# Building the Photosensitive Eyes

### Building the Photosensitive Eyes

These circuits can respond independently to the light level reaching each phototransistor. They will be pointing upward at about 45°, one forward-left and the other forward-right.  This way, a sketch monitoring the values of both phototransistors can determine which side of the BOE Shield-Bot sees brighter light.
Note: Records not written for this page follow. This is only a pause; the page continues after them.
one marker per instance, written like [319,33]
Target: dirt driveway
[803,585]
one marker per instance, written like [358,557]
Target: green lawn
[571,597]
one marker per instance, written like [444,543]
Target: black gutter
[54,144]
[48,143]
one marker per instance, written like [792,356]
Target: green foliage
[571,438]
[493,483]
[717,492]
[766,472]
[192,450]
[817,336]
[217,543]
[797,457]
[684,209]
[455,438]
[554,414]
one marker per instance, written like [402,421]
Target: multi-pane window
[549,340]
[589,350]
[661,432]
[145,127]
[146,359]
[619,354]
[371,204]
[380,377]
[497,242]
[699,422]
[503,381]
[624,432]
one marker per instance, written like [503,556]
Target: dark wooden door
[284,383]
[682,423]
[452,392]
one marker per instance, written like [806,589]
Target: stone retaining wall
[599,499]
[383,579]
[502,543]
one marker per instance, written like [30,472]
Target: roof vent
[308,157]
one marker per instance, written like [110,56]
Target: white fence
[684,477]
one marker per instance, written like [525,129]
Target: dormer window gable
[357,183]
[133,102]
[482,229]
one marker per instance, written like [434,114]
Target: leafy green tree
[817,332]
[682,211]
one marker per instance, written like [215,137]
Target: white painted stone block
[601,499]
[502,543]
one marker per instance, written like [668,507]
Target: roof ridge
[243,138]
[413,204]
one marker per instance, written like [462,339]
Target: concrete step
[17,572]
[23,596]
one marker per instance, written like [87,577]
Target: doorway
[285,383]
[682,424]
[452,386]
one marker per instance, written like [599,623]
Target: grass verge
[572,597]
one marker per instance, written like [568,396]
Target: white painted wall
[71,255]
Then, this information can be used for navigation decisions.

### Parts List

(2) phototransistors
(2) capacitors, 0.1 μF (104)
(2) resistors, 1 kΩ  (brown-black-red)
(2) jumper wires

• Disconnect batteries and programming cable from your board.
• Remove the old phototransistor circuit, and build the circuits shown below.
• Double-check your circuits against the wiring diagram to make sure your phototransistors are not plugged in backwards, and that the leads are not touching.

The roaming examples in this chapter will depend on the phototransistors being pointed upward and outward to detect differences in light levels from different directions.

• Adjust the phototransistors to point upward at a 45° from the breadboard, and outward about 90° apart,  as shown below.

### About Charge Transfer and the Phototransistor Circuit

Think of each capacitor in this circuit as a tiny rechargeable battery, and think of each phototransistor as a light-controlled current valve.  Each capacitor can be charged to 5 V and then allowed to drain through its phototransistor.  The rate that the capacitor loses its charge depends on how much current the phototransistor (current valve) allows to pass, which in turn depends on the brightness of the light shining on the phototransistor’s base.  Again, brighter light results in more current passing, shadows result in less current.

This kind of phototransistor/capacitor circuit is called a charge transfer circuit.  The Arduino will determine the rate at which each capacitor loses its charge through its phototransistor by measuring how long it takes the capacitor’s voltage to decay, that is, to drop below a certain voltage value.  The decay time corresponds to how wide open that current valve is, which is controlled by the brightness of the light reaching the phototransistor’s base.  More light means faster decay, less light means slower decay.

QT Circuit:  A common abbreviation for charge transfer is QT.  The letter Q refers to electrical charge (an accumulation of electrons), and T is for transfer.

Connected in Parallel: The phototransistor and capacitor shown in Figure 6‑11 are connected in parallel; each of their leads are connected to common terminals (also called nodes).  The phototransistor and the capacitor each have one lead connected to GND, and they also each have one lead connected to the same 1 kΩ resistor lead.